66 He wanted to steal his ideas for the windmill.  Just like Stalin, Napoleon wanted to use Trotsky until his brains were no longer necessary.

67 Question  Who are the puppies of Jessie and Bluebell that are being “educated” by Napoleon compared to in Russian society?

68 The KGB, or secret police  They were trained to carry out Stalin’s dirty work.  As grown dogs, they force Snowball into exile, as the KGB had a role in Trotsky’s exile and assassination, too.

69 Question  How is Napoleon becoming a dictator?
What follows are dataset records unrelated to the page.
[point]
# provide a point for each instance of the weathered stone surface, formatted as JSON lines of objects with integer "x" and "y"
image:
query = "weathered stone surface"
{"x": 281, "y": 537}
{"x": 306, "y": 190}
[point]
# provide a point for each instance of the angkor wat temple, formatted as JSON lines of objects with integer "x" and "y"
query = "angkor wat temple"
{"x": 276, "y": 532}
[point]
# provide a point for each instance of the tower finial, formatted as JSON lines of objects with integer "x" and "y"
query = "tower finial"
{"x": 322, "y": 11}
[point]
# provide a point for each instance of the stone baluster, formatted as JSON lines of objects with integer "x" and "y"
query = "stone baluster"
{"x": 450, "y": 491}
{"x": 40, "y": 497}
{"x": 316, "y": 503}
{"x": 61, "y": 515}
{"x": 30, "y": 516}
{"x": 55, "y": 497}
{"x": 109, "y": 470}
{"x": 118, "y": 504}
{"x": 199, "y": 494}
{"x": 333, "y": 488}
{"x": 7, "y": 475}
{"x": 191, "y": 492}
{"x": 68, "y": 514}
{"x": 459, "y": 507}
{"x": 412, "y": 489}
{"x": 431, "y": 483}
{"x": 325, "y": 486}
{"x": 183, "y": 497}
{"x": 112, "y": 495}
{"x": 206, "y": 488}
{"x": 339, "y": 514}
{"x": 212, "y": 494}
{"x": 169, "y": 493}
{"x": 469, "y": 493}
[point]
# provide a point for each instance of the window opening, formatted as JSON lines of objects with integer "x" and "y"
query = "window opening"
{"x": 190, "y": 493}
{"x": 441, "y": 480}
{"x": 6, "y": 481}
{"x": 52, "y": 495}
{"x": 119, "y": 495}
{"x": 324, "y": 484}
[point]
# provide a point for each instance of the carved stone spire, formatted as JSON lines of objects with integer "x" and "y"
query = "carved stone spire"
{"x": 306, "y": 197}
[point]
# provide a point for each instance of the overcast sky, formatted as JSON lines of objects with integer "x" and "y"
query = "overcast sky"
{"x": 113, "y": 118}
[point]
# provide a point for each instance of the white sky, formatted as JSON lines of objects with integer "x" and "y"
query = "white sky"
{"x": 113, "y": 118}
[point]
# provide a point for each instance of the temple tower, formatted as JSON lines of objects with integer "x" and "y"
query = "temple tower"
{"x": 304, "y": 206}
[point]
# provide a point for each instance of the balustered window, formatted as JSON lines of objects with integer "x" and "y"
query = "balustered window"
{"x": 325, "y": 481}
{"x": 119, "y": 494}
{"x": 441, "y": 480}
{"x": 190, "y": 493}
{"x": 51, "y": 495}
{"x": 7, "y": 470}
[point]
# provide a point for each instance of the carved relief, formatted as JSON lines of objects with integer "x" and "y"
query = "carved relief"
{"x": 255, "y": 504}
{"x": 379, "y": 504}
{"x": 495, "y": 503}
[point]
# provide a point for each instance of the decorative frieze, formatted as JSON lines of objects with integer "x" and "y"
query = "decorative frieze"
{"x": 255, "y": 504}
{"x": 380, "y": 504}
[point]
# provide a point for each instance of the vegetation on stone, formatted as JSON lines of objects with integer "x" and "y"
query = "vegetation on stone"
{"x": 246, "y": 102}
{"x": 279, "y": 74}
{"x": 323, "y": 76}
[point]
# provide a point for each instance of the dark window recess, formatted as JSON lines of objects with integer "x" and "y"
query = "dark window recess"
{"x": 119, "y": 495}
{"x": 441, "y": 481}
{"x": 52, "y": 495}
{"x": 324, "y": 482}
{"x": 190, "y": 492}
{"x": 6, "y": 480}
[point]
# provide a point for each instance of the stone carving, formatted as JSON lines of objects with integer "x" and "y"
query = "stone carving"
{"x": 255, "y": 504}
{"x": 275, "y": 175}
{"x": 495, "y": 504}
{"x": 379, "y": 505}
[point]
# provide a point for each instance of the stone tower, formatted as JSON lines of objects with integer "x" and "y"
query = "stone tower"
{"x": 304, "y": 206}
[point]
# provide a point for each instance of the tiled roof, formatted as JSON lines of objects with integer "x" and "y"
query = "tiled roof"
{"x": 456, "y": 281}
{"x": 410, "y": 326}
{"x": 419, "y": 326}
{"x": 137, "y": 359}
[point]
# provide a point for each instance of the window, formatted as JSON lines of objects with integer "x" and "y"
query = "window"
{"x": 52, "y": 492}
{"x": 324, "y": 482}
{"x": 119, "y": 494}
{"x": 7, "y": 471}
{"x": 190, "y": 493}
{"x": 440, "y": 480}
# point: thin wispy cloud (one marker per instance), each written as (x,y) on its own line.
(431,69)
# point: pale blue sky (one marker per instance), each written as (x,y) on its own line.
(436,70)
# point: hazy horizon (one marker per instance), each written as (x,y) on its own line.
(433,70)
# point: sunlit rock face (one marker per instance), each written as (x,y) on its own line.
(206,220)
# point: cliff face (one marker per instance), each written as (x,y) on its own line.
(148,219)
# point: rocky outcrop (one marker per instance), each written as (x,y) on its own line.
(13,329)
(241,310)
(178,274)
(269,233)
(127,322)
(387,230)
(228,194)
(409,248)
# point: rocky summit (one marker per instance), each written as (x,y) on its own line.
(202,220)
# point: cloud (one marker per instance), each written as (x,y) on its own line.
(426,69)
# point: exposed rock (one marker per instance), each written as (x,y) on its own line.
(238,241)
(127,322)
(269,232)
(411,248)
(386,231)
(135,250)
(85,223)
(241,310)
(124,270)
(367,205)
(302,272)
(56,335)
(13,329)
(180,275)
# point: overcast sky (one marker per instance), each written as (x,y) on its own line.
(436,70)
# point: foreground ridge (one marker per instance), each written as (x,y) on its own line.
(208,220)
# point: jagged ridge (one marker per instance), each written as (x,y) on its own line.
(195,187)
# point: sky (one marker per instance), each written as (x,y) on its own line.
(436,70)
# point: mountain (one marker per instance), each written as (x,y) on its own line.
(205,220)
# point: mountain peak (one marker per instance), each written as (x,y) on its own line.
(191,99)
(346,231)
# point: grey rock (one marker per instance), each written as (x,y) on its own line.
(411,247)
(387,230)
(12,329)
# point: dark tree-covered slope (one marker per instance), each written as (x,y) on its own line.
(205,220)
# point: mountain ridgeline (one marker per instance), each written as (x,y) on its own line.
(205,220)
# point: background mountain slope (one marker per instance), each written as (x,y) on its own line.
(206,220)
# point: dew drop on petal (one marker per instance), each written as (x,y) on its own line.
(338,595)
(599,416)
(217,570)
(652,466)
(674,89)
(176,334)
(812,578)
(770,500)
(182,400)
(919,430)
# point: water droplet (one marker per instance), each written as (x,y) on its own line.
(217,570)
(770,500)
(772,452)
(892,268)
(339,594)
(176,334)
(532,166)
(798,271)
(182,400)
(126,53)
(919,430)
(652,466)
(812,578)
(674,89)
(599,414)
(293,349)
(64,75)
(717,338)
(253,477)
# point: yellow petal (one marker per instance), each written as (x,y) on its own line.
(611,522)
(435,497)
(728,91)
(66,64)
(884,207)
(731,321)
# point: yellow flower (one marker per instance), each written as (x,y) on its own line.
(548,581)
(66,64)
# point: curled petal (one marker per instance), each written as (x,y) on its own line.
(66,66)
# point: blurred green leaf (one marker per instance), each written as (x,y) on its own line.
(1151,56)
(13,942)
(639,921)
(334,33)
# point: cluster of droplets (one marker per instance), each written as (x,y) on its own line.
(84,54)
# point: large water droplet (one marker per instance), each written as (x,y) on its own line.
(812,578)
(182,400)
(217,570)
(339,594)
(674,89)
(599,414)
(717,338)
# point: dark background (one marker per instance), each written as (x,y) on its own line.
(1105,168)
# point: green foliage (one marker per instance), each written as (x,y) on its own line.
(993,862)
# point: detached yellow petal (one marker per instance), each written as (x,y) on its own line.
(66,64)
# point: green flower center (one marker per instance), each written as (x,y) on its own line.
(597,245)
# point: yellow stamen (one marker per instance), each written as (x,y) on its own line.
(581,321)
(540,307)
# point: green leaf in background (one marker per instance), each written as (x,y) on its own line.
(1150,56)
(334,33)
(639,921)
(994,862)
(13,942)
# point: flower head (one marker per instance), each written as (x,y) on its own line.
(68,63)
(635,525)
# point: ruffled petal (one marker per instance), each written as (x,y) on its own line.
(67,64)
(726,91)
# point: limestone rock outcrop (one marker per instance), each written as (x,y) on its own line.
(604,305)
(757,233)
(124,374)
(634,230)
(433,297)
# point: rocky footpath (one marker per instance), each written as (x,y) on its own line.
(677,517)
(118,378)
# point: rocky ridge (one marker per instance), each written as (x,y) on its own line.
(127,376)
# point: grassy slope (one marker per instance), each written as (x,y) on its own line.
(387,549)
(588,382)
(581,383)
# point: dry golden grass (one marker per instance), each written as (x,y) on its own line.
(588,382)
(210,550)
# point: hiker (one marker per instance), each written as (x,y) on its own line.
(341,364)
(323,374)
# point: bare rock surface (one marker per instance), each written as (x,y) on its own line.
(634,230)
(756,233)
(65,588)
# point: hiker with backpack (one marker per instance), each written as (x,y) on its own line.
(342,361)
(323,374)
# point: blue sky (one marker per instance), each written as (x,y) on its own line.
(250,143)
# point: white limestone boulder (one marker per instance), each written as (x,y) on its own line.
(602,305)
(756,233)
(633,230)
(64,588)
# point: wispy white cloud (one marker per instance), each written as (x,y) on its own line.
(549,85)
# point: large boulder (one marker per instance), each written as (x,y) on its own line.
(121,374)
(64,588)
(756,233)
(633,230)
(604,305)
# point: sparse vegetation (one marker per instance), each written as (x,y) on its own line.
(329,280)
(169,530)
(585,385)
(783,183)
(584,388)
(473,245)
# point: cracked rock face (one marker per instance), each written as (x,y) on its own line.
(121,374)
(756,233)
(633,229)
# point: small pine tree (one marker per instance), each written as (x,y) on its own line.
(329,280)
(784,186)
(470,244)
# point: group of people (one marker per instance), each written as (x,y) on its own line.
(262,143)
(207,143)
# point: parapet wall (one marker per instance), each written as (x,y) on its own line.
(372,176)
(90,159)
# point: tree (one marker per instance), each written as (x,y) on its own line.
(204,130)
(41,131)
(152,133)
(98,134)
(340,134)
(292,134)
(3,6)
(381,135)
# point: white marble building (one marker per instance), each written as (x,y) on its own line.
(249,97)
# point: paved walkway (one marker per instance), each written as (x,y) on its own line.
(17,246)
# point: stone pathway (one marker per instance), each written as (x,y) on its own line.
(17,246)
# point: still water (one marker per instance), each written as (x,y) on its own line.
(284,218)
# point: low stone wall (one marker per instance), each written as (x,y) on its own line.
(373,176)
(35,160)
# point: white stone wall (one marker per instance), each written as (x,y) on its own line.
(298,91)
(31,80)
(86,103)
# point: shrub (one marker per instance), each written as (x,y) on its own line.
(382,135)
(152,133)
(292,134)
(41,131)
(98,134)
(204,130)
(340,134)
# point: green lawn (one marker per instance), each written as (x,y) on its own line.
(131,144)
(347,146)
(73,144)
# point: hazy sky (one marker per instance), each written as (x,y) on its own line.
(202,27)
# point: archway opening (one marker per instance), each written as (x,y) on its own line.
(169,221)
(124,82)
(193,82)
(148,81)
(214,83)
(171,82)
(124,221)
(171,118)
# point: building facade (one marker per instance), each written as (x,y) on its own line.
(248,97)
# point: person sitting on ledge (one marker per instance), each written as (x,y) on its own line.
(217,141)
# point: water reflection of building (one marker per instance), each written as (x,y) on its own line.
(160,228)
70 Many things:  No more Sunday meetings  A special committee of pigs, run by Napoleon, would make all decisions.  Animals would only receive orders and salute the flag on Sunday mornings.

71 In the upcoming chapters, watch for these things:  the problems the farm will encounter, especially with the windmill  the arrival of Mr. Whymper  the changes to the 7 commandments

72 Also, watch for…  the business arrangements between Napoleon, Frederick, and Pilkington  how Snowball is involved  the hens rebellion

73 And don’t forget to read…  Chapter 7- the best (and most brutal) chapter of them all, in my opinion  The sale of the timber  The Battle of the Windmill  Make sure you know what all of these are in history!

74 And finally…  Boxer’s decline  The return of Sugarcandy mountain  The meeting between Napoleon, Pilkington, and Frederick

75 Chapters 5-10  These chapters are post Russian Revolution, but they still parallel Russian history.  Happy reading!